El dato confirma que Cristina Kirchner mantiene capacidad para ordenar la interna, pero también expone sus límites para construir una mayoría nacional. El hecho de que ella sea quien mayor porcentaje recauda, podría convertirse en un inconveniente para el espacio si no puede participar de las elecciones como candidata.
El 60% de los consultados por CB Global Data se manifestó completamente en desacuerdo con que sea habilitada para presentarse en 2027. Sólo el 27,4% respondió estar completamente de acuerdo y otro 10,1% se mostró parcialmente a favor.

Esa diferencia entre centralidad interna y competitividad general vuelve a aparecer en los escenarios electorales. En un eventual balotaje, Milei supera a Cristina por 44,8% a 39%. Frente a Kicillof, en cambio, la distancia se reduce a 43% contra 41,6%, aunque el gobernador tampoco consigue imponerse.

Trends llega a una conclusión similar desde otra pregunta. El 35% identifica a Axel Kicillof como el principal líder de la oposición, mientras Cristina queda segunda con el 19%. En esa misma encuesta, un ballotage entre el gobernador y Milei termina prácticamente empatado, con 41% para el Presidente y 40% para el mandatario bonaerense.

Sin embargo, ninguno consigue despegarse en términos de imagen. Trends registra un 40% de valoración positiva y un 56% negativa para Kicillof, mientras Cristina alcanza el 38% positivo y el 59% negativo.

La disputa interna del peronismo se produce así entre una dirigente que todavía conserva la mayor capacidad para ordenar al núcleo propio y otro que muestra una leve ventaja para ampliar, pero que aún no logra consolidarse como candidato indiscutido.
El estudio de DC Consultores refuerza ese problema.
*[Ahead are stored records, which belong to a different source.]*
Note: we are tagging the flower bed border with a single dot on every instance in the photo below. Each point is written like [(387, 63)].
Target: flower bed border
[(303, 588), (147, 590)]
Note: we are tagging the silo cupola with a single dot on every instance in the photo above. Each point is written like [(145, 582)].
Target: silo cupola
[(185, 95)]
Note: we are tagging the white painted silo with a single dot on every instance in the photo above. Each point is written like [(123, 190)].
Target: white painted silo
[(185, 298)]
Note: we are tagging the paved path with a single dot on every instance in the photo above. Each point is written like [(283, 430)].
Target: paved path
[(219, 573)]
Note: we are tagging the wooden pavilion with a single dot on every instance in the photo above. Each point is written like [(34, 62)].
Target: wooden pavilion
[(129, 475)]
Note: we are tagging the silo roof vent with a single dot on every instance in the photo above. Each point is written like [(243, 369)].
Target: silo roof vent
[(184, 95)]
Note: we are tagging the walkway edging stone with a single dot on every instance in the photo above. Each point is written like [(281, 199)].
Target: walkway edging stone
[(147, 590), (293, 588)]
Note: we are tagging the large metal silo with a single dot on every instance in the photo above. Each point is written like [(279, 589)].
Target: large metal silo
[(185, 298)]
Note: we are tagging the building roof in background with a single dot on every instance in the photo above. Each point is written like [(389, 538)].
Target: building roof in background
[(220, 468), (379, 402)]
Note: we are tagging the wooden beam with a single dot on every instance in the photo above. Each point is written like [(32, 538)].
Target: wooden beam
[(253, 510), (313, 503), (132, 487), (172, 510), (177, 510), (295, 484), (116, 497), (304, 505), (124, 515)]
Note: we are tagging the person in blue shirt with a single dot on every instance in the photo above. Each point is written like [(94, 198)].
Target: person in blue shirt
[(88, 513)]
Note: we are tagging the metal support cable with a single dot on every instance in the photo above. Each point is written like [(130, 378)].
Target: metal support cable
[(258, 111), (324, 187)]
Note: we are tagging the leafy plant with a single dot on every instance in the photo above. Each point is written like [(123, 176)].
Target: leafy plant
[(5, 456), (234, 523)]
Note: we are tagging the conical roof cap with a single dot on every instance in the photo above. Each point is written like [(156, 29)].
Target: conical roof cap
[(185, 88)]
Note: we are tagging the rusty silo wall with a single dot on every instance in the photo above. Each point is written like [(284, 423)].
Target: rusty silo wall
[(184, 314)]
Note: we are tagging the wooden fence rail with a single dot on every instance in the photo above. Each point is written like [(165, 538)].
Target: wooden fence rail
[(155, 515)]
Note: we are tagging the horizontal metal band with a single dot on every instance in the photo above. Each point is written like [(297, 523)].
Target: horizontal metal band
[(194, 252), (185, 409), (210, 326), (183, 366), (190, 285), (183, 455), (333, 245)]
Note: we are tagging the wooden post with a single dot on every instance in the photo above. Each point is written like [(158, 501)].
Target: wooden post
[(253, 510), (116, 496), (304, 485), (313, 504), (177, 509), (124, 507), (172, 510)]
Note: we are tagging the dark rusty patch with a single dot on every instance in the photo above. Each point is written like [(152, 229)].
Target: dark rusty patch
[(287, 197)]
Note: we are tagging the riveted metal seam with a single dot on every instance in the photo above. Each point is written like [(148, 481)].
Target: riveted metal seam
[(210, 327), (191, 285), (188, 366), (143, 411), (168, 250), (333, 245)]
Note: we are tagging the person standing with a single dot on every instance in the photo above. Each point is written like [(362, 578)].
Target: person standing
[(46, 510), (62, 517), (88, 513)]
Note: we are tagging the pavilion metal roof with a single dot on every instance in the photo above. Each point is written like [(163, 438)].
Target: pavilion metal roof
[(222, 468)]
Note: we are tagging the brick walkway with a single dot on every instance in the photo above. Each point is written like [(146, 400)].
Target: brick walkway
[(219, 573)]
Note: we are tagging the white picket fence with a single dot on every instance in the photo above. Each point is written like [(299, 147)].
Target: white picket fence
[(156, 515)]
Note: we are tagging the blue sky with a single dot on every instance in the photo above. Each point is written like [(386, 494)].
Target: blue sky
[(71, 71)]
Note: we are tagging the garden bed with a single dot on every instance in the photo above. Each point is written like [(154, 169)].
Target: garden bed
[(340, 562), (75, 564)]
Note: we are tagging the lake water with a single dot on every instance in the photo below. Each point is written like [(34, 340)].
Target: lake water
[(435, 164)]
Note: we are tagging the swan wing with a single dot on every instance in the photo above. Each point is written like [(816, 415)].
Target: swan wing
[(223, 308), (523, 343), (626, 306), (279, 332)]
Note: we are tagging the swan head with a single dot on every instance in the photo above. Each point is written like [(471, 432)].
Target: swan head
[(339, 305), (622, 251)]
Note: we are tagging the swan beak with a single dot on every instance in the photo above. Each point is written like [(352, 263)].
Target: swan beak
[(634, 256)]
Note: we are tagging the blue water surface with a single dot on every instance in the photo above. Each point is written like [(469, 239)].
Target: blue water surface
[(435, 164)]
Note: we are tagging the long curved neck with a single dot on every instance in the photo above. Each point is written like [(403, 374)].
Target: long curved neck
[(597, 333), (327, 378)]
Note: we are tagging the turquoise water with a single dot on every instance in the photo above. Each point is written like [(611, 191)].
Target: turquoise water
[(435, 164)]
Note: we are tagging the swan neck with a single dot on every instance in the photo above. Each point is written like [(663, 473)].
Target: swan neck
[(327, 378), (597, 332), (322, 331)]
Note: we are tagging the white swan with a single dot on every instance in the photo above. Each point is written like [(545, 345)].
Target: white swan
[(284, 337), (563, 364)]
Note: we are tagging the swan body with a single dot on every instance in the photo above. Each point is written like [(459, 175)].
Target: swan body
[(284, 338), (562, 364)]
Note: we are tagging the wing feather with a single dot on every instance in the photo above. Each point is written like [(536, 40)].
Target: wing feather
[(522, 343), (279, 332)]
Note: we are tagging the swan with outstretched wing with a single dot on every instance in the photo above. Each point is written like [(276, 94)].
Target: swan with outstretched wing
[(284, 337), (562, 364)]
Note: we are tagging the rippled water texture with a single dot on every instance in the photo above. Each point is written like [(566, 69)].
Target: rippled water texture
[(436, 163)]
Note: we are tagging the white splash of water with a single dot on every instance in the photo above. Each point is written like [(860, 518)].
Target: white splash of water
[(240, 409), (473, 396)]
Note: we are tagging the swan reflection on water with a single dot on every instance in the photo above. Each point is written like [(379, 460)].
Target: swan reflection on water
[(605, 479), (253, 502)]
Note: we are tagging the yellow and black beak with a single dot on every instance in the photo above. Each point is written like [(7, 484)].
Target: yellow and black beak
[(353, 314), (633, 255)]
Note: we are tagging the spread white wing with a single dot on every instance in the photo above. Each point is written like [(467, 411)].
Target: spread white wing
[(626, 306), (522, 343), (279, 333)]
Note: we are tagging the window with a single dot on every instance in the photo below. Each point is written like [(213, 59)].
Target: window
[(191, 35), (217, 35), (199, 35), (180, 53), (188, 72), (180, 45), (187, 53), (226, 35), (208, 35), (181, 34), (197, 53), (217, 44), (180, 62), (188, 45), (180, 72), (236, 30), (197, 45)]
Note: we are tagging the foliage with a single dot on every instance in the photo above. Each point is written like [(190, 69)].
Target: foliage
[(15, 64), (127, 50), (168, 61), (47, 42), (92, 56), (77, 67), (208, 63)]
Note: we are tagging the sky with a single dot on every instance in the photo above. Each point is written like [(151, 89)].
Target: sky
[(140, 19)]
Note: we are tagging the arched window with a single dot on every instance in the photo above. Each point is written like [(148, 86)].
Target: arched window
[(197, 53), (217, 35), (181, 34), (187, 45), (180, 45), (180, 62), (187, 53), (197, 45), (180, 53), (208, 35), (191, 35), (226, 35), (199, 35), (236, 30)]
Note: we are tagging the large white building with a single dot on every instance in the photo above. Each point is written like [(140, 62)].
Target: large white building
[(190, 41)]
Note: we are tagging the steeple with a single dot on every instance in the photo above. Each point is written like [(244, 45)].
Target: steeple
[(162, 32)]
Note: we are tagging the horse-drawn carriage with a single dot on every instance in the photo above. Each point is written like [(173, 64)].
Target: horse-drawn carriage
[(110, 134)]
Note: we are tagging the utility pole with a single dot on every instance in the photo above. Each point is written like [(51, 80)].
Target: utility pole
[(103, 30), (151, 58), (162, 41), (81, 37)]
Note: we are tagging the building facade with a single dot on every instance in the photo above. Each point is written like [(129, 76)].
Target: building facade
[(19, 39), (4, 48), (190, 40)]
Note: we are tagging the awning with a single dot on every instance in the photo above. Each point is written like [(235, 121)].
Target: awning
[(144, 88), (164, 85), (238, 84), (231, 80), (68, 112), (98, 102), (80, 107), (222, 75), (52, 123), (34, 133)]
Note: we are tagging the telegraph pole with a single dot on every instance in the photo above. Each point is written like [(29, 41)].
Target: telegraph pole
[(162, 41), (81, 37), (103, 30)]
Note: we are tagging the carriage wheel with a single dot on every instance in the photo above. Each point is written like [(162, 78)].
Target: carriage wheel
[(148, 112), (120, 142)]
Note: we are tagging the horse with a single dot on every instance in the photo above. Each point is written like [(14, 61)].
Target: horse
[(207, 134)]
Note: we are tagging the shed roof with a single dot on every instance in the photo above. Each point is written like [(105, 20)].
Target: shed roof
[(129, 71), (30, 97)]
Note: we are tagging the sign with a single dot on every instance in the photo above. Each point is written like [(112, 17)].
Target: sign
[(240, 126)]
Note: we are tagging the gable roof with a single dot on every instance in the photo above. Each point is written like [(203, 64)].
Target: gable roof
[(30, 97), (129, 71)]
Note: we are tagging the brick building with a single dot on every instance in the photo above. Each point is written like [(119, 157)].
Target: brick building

Al preguntar por qué Kicillof no logra unificar a la estructura peronista, el 38,5% respondió que su situación pone en evidencia que el kirchnerismo no tiene candidato, mientras el 28,6% consideró que al gobernador le falta volumen propio, carisma y liderazgo.

Las encuestas no muestran, por ahora, un oficialismo inmune ni una oposición sin votos. Lo que reflejan es una competencia asimétrica. Milei conserva la centralidad y la representación del rumbo, aun con una gestión deteriorada. El peronismo, en cambio, dispone de una base capaz de disputarle la elección, pero todavía no encontró una figura que pueda ordenar hacia adentro, crecer hacia afuera y transformar el rechazo al Gobierno en una alternativa presidencial para 2027.